Well, it's been an age since I last posted. I apologize for the long delay in posts. It's not that I haven't been cooking or eating dinner; it's just the I've been wrapped up in moving, starting a new job, learning a new job, and generally getting used to my new life and routine. Now that I've finished my first semester as a college librarian, I have 5 wonderful weeks off to celebrate Christmas with (some of) my family, visit my friends, and then enjoy my birthday before heading back to Spring semester 2012.
Since I last posted, I have cooked quite a bit. I've made some old favorites like chili, scotch broth, spaghetti, and linguine carbonara. I've also made stuffed pasta shells and a ton of cookies for various Christmas gatherings for work as well as the famous Praline Pumpkin Torte.
One of my favorite things to make for family holiday get-togethers is the doctored up baked beans that were one of my dad's favorites. He really liked baked beans in most forms, but he always said these were his favorite. I just wish he could be here this year to have them again. The beans are pretty simple to make, starting with canned beans and adding a few ingredients, but the result is so good.
Alex's Christmas Beans
8 oz bacon, regular--not thick cut
1 large yellow onion, finely minced
2 large (28 oz.) cans Bush's Original Baked Beans
Chop or snip the bacon in to very small pieces. I like to use a pair of kitchen shears as they make short work of the bacon. Over medium heat, saute in a large, deep saucepan, stockpot, or dutch oven until bacon is just barely crispy and most of the fat has rendered out. Scoop out the bacon with a slotted spoon and allow to drain on a paper-towel covered plate. Pour out all but about 2 tablespoons of the bacon fat. Add the onion and cook until soft and beginning to turn a caramel color.
Once the onion is completely soft, pour in the two cans of beans, liquid and all. Stir to incorporate the onions throughout. Add 2 Tbsp yellow mustard and 1/4 cup brown sugar and stir to combine well. Stir in the bacon pieces. Heat to bubbly, then reduce heat and simmer for 30 minutes. Taste the beans. They should have a sweet, mellow smoky flavor with a bit of tang. Adjust as needed with either mustard or brown sugar and allow to simmer for another 30 minutes to 1 hour. These beans can just sit on the stove simmering while you prepare the rest of the dinner. These are especially good served with ham and cornbread.

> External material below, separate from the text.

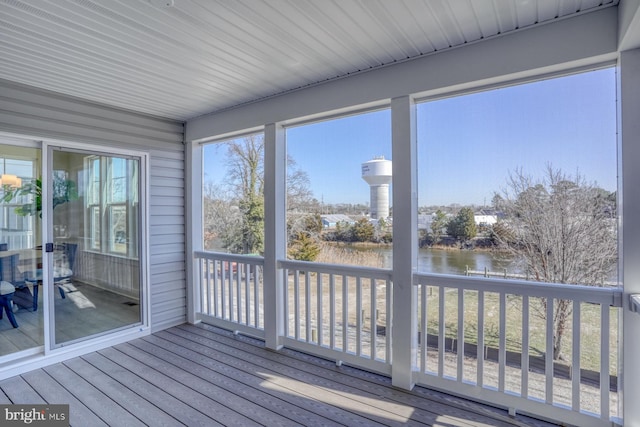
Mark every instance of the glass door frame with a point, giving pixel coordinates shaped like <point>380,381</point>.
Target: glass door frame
<point>48,148</point>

Thanks for reading. I'm going to be trying a couple new recipes this week, so I hope to add 1 or 2 additional posts soon. I'm making Bacon, Lentil, and Spinach Stew and Chicken and Leek Pie from my new cookbook, "One Pot of the Day: 365 Recipes for Every Day of the Year." I'll also be roasting a chicken with lemon and fresh herbs, (I'll use the leftovers for the pie.) and doing some roasted root vegetables or maybe a vegetable curry. I love fall!